Register tools on the global PromptBuilder.tool_registry:

PromptBuilder.tool_registry.register(
  "weather",
  description: "Get the current weather for a location",
  parameters: {
    type: "object",
    properties: {
      location: {type: "string", description: "City name"}
    },
    required: ["location"]
  }
) do |args|
  WeatherService.lookup(args["location"])
end

Then add tools to the session and ask normally:

session = PromptBuilder::Session.new(model: "gpt-4o")
session.register_tool("weather",
  description: "Get the current weather for a location",
  parameters: {type: "object", properties: {location: {type: "string"}}, required: ["location"]}
)
session.user("What's the weather in NYC?")

PatientLLM.ask(session, provider: :openai, callback: LLMCallback)

When the model responds with tool calls, the gem automatically:

  1. Appends the assistant tool-call response to the session.
  2. Invokes the matching tool handler from the registry with the LLM-provided arguments.
  3. Appends a tool-response item to the session.
  4. Re-issues the request asynchronously.
  5. Repeats until the model returns a plain text response (or a tool raises HaltError). Your on_complete callback only fires for the final text response.

If you define an optional on_tool_use method on your callback, it is invoked once per tool-execution round (after the tools run, before the next request is issued) so you can observe intermediate progress.

The loop is capped at PatientLLM::Callback::MAX_TOOL_ITERATIONS (10) iterations per conversation to prevent runaway calls.

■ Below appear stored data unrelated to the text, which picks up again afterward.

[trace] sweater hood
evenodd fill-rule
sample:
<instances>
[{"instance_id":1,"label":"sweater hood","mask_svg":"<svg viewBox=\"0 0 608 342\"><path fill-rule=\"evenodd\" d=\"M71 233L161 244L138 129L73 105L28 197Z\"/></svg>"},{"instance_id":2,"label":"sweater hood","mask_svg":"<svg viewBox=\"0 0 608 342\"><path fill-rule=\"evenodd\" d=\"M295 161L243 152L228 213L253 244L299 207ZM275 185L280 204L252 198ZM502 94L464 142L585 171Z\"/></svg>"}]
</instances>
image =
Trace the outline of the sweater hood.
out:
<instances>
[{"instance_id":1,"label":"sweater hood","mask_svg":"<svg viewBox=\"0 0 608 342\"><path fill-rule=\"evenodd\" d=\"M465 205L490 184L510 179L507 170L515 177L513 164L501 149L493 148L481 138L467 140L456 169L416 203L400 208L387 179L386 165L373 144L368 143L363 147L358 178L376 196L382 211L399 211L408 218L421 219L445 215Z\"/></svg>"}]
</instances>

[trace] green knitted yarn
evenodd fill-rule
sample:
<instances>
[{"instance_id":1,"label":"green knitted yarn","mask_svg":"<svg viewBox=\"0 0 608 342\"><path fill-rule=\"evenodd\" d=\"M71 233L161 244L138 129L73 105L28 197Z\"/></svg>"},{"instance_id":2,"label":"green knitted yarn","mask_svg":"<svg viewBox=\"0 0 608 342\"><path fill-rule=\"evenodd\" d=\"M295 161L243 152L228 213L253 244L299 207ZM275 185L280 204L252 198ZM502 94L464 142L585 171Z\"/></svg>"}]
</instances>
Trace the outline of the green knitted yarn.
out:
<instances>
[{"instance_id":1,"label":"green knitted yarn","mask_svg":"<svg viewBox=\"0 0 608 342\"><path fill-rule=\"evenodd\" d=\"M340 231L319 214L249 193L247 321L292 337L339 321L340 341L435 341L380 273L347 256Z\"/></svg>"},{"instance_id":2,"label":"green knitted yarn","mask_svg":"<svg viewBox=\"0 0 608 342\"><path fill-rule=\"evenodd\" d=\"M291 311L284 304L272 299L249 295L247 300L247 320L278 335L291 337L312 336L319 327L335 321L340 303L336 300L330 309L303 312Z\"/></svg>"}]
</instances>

When the cap is exceeded, your on_error callback is invoked with a PatientHttp::RequestError whose error_type is :max_tool_iterations and whose error_class is PatientLLM::MaxToolIterationsError, so you can handle it alongside transport and HTTP errors.

[!NOTE] Tool handlers execute synchronously inside the callback worker (e.g. a Sidekiq job). Keep handlers fast to avoid blocking the worker pool. If a tool needs to do slow work (external API calls, heavy queries), consider offloading that work and using HaltError to stop the auto-loop.

Halting the loop

Raise PatientLLM::HaltError from a tool handler to stop the auto-loop and surface custom content as the final assistant message:

PromptBuilder.tool_registry.register("auth", description: "Authenticate", parameters: {...}) do |args|
  unless AuthService.valid?(args["token"])
    raise PatientLLM::HaltError.new(content: "Authentication failed.")
  end
  AuthService.session_info(args["token"])
end

Serializing Conversations

Sessions can be serialized to JSON for storage and later restored:

# Initial request
session = PromptBuilder::Session.new(model: "gpt-4o")
session.instructions = "You are a helpful assistant."
session.user("Hello!")

PatientLLM.ask(session, provider: :openai, callback: LLMCallback,
  callback_args: {conversation_id: conversation.id})

# In your callback, save the state (response is already in the session):
def on_complete(session:, callback_args:, **)
  save_to_database(callback_args[:conversation_id], session.to_h)
end

# Later, restore and continue:
session_data = load_from_database(conversation_id)
session = PromptBuilder::Session.from_h(session_data)
session.user("Tell me more about that.")

PatientLLM.ask(session, provider: :openai, callback: LLMCallback,
  callback_args: {conversation_id: conversation_id})

Installation

This gem is not yet published to RubyGems. Add it from GitHub:

gem "patient_llm", github: "bdurand/patient_llm"

Then execute:

$ bundle

Contributing

Open a pull request on GitHub.

Please use the standardrb syntax and lint your code with standardrb --fix before submitting.

License

The gem is available as open source under the terms of the MIT License.